Here, we used an in vivo mouse model and an in vitro migration assay to examine the effect of tick saliva on inflammatory cells. Our in vivo experiments reveal that tick saliva substantially impairs the mobilization of mononuclear cells to the bite wound and limits the subsequent migration of APCs to the draining lymph node, the site of the initiation of the adaptive immune response. Similarly, our in vitro model also revealed the dual effect of tick saliva on the local inflammatory related immune response. Consistent with our in vivo findings, tick saliva impaired the recruitment of blood monocytes in vitro but also prevented their maturation in situ into monocyte-derived macrophages and potential Mo-DCs during abluminal-luminal migration (Figure 3H). Thus, this model clearly demonstrates that saliva strongly influences the tramsmigration of monocytes (Figure 2C and Figure 3H (1)); however, it is possible that inhibition of reverse-transmigration (Figure 2D and Figure 3H (2)) is a consequence of the low numbers of potential Mo-DC precursors, which in turn results from their impaired recruitment from blood.

These findings suggest that molecules secreted in saliva affect both the recruitment of monocytes from blood to the bite site and their subsequent migration from the bite site to the draining lymph node. The chemokine-blocking Evasin proteins, affecting notably CCL3, are probably involved in the inhibition of the recruitment of monocytes from the blood [12] (Figure 3H (1)). In addition, the Japanin protein inhibits the differentiation of monocytes into Mo-DCs and may also inhibit the maturation Mo-DCs and the mobilization of these cells from the inflamed area to the lymphatic system [10] (Figure 3H (2)). Our in vitro model is a useful approach for the isolation and analysis of immunomodulatory compounds affecting local inflammation-induced recruitment of macrophages and the maturation and migration of Mo-DCs. Indeed, classical in vitro protocols based on bone marrow or monocyte-derived macrophages or DCs [29], requiring 7 days of cytokine-supplemented culture and are not suitable for analyzing the dynamic aspects of these APCs. Nonetheless, the migration of macrophages and the mobilization and maturation of Mo-DCs are key features in the establishment of an appropriate immune response.

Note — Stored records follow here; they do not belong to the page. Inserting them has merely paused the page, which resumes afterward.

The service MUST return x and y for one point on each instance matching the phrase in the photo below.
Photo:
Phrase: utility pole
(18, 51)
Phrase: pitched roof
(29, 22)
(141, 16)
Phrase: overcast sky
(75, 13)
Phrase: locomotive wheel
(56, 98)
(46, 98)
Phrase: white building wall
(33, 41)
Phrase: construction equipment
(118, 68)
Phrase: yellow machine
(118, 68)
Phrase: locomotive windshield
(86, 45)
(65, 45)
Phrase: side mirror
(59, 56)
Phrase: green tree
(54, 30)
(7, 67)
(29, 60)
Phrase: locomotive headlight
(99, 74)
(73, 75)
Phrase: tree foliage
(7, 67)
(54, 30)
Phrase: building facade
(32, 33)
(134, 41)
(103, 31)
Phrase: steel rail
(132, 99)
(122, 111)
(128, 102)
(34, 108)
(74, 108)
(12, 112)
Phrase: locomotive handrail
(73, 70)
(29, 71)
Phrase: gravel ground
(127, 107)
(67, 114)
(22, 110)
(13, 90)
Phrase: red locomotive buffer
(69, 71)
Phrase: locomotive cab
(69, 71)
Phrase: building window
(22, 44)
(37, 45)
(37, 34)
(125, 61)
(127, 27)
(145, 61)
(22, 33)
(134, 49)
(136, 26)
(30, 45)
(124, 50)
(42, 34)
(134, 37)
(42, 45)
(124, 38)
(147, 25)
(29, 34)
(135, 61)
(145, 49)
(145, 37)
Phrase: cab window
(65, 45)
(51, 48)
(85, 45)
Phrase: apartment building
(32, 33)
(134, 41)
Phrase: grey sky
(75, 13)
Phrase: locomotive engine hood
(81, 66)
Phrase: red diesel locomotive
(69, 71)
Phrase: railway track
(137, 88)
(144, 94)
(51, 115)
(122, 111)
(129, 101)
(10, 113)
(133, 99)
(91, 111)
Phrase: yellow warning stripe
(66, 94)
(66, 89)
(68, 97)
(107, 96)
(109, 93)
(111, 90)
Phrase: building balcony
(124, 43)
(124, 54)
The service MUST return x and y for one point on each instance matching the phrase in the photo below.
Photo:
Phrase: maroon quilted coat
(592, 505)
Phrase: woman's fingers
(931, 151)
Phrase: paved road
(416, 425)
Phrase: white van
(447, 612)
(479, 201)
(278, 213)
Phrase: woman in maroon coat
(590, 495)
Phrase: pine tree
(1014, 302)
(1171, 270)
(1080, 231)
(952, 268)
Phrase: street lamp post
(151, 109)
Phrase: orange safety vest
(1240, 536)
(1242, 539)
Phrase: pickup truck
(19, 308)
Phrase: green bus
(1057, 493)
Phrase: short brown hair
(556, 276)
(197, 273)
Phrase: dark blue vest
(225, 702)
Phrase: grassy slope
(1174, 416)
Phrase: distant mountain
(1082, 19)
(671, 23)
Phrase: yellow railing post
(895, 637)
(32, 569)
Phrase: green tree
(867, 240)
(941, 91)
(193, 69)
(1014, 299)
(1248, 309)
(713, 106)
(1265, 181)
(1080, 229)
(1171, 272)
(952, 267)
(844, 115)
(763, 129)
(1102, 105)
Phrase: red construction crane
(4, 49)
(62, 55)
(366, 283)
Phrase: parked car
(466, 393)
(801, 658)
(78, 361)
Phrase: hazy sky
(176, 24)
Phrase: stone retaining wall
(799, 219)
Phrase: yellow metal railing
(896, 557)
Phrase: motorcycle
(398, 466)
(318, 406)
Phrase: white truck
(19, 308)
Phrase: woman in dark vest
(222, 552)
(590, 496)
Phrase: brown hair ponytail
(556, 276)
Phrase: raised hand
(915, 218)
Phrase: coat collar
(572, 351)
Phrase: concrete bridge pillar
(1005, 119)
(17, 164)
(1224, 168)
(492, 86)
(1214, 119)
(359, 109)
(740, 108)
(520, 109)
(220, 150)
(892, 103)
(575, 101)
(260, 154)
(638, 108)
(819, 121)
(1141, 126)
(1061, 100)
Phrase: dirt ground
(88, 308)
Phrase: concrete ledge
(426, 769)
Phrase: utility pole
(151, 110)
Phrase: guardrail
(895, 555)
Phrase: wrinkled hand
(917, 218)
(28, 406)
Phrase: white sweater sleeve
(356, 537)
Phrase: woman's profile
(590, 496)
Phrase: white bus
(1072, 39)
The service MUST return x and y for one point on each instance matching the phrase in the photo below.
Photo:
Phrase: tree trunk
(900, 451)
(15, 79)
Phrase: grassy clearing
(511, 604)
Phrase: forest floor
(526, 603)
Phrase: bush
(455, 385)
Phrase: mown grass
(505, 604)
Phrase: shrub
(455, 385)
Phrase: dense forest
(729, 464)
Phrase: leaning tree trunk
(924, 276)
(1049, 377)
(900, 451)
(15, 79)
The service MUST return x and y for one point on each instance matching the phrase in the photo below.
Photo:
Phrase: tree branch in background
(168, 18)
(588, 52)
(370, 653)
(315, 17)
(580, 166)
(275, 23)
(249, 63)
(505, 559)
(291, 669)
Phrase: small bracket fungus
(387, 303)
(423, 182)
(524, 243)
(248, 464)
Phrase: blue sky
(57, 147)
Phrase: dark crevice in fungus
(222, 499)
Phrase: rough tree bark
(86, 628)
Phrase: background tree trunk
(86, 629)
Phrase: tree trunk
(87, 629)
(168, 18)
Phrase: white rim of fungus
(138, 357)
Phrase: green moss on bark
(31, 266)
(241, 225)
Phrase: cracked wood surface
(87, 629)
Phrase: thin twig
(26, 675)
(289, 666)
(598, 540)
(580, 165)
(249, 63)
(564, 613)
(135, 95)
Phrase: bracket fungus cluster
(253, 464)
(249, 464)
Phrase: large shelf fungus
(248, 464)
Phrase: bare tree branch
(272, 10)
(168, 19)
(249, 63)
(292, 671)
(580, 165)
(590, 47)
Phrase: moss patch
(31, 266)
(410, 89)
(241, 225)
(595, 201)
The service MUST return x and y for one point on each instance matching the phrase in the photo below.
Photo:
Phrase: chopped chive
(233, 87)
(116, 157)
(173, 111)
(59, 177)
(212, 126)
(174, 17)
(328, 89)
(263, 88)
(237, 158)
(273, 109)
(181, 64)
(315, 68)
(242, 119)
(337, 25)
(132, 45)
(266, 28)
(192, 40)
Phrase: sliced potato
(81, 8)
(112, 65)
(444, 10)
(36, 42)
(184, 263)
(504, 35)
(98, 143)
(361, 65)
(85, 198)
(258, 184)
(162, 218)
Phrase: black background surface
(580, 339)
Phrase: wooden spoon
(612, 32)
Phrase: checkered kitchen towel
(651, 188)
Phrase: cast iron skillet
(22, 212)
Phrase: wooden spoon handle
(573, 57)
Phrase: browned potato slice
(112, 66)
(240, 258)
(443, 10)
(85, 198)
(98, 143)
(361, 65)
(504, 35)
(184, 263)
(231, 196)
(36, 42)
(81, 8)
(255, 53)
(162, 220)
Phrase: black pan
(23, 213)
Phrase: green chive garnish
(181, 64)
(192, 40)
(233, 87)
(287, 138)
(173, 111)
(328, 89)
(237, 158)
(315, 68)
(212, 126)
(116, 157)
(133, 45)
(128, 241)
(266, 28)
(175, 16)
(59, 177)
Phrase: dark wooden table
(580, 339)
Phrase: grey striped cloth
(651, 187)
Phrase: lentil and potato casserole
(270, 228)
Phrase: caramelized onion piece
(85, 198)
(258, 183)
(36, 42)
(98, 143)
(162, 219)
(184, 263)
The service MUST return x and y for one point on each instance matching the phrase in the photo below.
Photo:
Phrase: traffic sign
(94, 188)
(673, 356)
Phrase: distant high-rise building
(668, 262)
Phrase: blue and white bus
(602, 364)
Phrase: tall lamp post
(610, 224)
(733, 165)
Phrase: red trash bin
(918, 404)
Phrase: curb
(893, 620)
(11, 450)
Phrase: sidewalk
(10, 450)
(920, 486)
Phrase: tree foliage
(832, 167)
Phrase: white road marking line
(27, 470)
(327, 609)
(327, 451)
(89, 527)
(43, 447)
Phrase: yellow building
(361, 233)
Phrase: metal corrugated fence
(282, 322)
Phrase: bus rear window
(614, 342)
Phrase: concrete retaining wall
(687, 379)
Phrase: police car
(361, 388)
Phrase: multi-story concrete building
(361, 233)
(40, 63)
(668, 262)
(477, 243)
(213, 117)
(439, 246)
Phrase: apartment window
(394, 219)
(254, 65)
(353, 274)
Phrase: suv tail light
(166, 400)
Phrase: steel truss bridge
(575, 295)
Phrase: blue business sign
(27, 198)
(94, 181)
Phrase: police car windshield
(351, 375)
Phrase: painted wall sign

The in vitro reverse-transmigration model is a valuable method to analyze the effect of an immunosupressive agent, such as tick saliva, on the recruitment, differentiation and activation of macrophages and Mo-DCs. One limitation of this in vitro model is that it focuses only on inflammatory recruited blood-derived macrophages and Mo-DCs and not on tissue-resident DCs. Despite this limitation, the long feeding period of ixodid ticks (i.e. several days) requires the neutralization of inflammatory precursors from the blood [30], which justifies the rationale of evaluating the effect of saliva on blood-derived APCs. This technique will lead to the isolation and identification of new immunomodulatory agents from complex mixes of proteins, and hence the discovery of new agents.against tick-borne pathogens. Furthermore, classical (static) or simple transmigration (one way) in vitro protocols cannot evaluate the dynamics of macrophages and DC precursors and their mobilization to the lymphatic system. Thus, the reverse-transmigration protocol is a valuable tool for the identification and characterization of potential immunosuppressors or adjuvants capable of affecting the biology of monocytes, macrophages and DCs. Thus, this model is a suitable alternative to the use of an in vivo model and can be used for high-throughput screening to identify potentially immunomodulatory molecules.